Il 25 aprile è (anche) la giornata dedicata a non dimenticare la malaria. Oggi infatti è la Giornata mondiale contro la malaria (World malaria day), ricorrenza annuale dal 2008 – anno in cui venne celebrato per la prima volta – per riaccendere periodicamente i riflettori sulla malattia. Partendo dalla constatazione che la situazione non è cambiata molto rispetto all’anno precedente.
Ogni anno muoiono quasi 600000 persone a causa della malaria
È vero, i grandi progressi si vedono sul lungo termine, ma è la stessa Organizzazione mondiale della sanità, proprio in occasione della Giornata mondiale contro la malaria, a puntare l’accento sul fatto che siamo ancora troppo indietro nella lotta alla malattia e che grossi progressi nel campo faticano a concretizzarsi. E, a costo di essere ripetitivi, lo sappiamo, vale la pena ricordarlo, sempre. I decessi stimati causati dalla malattia per il 2023 sono circa 600 mila (la stragrande maggioranza, 569 mila, in Africa), e allargando lo sguardo agli anni precedenti appaiono sostanzialmente invariati da una decina di anni, mostra il World Malaria Report 2024 diffuso alla fine dello scorso anno. I numeri crudi da soli però sono poco significativi, ed è vero che se i decessi sono rimasti per lo più invariati, il tasso di mortalità (numero di decessi per 100 mila persone a rischio) è diminuito leggermente nel corso dell’ultimo decennio. Ma non abbastanza, non quanto potremmo di fronte a una malattia che può essere prevenuta e trattata, stressa l’Oms.
La malaria, come malattia causata da zanzare che trasportano il plasmodio, il parassita all’origine dell’infezione, è infatti prevenibile e trattabile in diversi modi. In primis: con la lotta alle zanzare, in qualsiasi modo efficace, ovvero ostacolandone la diffusione e cercando di evitarne le punture, benefiche solo nel caso del vaccino somministrato dagli insetti. Ci sono poi i vaccini, due – al momento utilizzati per immunizzare i bambini nelle zone endemiche – e i farmaci assunti a scopo profilattico, e quindi le terapie, nel caso in cui la prevenzione non basti.

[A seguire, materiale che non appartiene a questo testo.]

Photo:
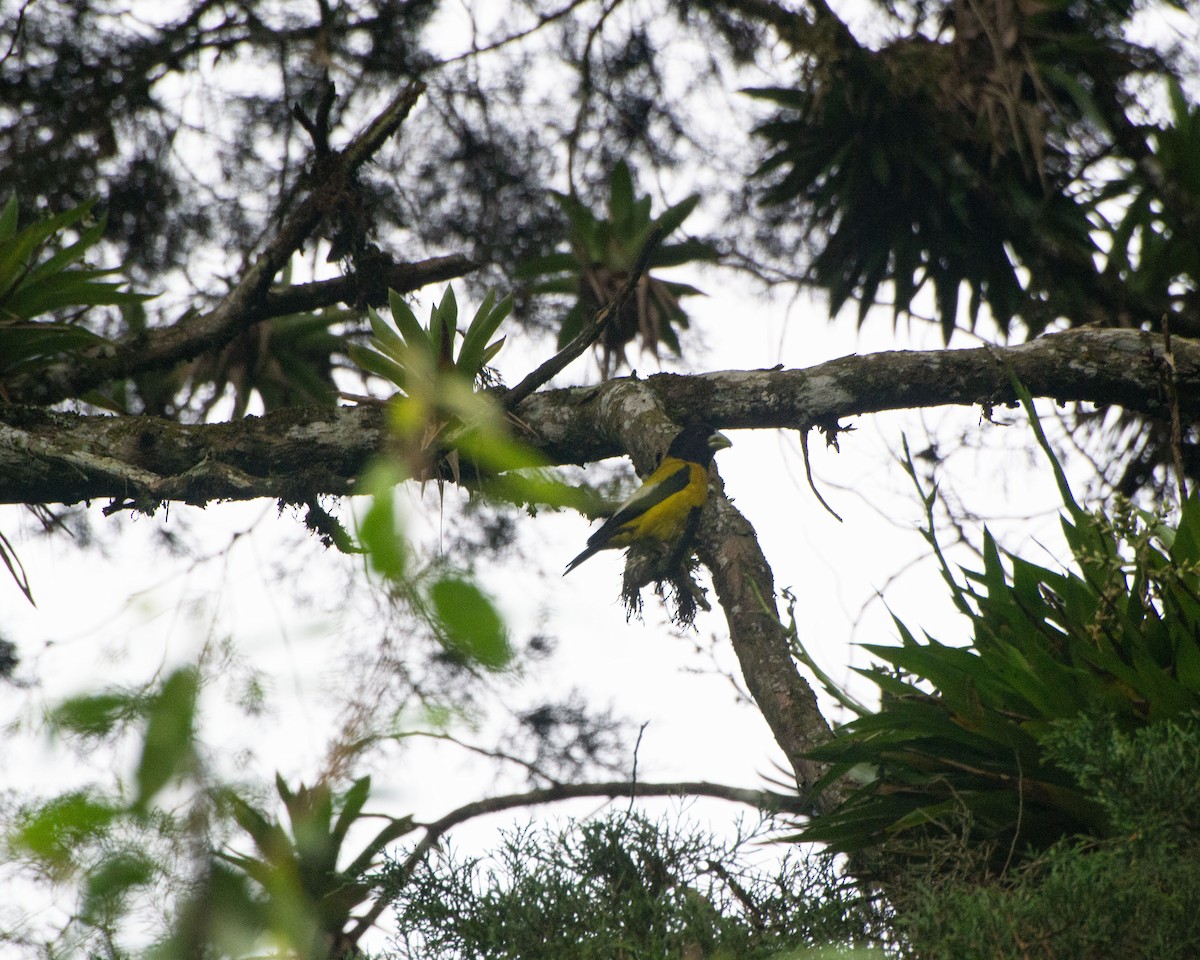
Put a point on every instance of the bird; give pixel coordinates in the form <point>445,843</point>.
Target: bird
<point>660,509</point>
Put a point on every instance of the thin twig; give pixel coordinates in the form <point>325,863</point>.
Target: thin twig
<point>1173,399</point>
<point>589,334</point>
<point>808,473</point>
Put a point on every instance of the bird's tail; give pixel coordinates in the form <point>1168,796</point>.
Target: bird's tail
<point>591,549</point>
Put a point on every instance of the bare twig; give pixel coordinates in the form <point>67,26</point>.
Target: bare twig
<point>240,307</point>
<point>1173,400</point>
<point>589,334</point>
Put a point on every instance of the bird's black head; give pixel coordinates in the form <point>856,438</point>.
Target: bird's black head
<point>697,443</point>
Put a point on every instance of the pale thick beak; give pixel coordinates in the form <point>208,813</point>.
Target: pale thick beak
<point>718,441</point>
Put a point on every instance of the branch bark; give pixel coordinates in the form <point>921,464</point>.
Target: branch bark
<point>244,305</point>
<point>298,454</point>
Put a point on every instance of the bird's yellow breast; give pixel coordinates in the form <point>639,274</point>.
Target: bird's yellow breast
<point>665,521</point>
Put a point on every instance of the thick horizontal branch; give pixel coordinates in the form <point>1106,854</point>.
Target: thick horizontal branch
<point>297,454</point>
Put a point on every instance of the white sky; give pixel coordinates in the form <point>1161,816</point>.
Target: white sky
<point>125,613</point>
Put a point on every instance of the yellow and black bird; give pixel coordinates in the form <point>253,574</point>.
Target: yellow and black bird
<point>660,509</point>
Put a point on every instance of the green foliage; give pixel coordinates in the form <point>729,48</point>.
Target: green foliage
<point>168,744</point>
<point>603,252</point>
<point>408,351</point>
<point>42,273</point>
<point>1134,894</point>
<point>1155,249</point>
<point>299,898</point>
<point>443,427</point>
<point>473,627</point>
<point>893,202</point>
<point>623,886</point>
<point>959,744</point>
<point>971,163</point>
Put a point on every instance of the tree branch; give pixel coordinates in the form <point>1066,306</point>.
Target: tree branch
<point>358,289</point>
<point>297,454</point>
<point>243,306</point>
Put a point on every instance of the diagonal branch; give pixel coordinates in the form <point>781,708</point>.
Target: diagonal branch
<point>241,306</point>
<point>589,334</point>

I fattori che ostacolano la lotta alla malaria
Il punto è che l’esistenza delle armi contro la malaria non è garanzia di efficacia. Ma allora, cosa impedisce, a ogni Giornata mondiale della Malaria, di mostrare un quadro diverso sulla malattia se teoricamente potremmo farlo? Perché abbiamo continuamente bisogno di rinnovati appelli? Servono finanziamenti, è indubbio, ma a ostacolare la lotta alla malaria sono più fattori, come ribadisce il report sullo stato della malattia. Disastri naturali, eventi estremi, come inondazioni e cicloni e ancora conflitti, instabilità sociale contribuiscono in diversi modi ad alimentare la malaria: possono favorire la moltiplicazione e diffusione delle zanzare, impedire le azioni di contenimento, distruggere i servizi di prevenzione e diagnosi, la diffusione di vaccini, mettere in ginocchio le strutture di cura, e moltiplicare le situazioni di emergenza umanitaria che rendono le persone al tempo stesso più fragili e isolate. A tutto questo si aggiungono i ben noti problemi di resistenza alle terapia e agli insetticidi, la diffusione di protozoi con mutazioni che impediscono di diagnosticare prontamente l’infezione e anche la diffusione di insetti vettore particolarmente problematici (vedi la Anopheles stephensi), come vi raccontavamo.
Lotta alla malaria: serve reinvestire, reimmaginare, riaccendere
Riconoscendo questi ostacoli, il tema della campagna 2025 nella Giornata mondiale contro la malaria è Reinvest, Reimagine, Reignite (Reinvestire, reimmaginare, riaccendere). Il primo punto, è chiarissimo: serve investire di più, in programmi, strumenti diagnostici, preventivi e terapie e infrastrutture sanitarie, tanto da parte dei pubblici che dai privati. E serve farlo specialmente ora che, ricordano l’Oms e la RBM Partnership to End Malaria, i problemi di sottofinanziamento (la metà di quello previsti) devono fare i conti con i tagli dei fondi americani. Serve poi reimmaginare la lotta alla malaria continuando i progetti di ricerca per lo sviluppo di nuove terapie, vaccini, test diagnostici e insetticidi magari. E serve riaccendere i riflettori sulla malattia: garantire che le popolazioni a rischio conoscano davvero i rischi e sappiamo come proteggersi, promuovere azioni di contrasto coordinate, basate sull’evidenza di efficacia ed essere pronti a rinnovare la lotta alla malaria con nuovi (benvenuti) strumenti.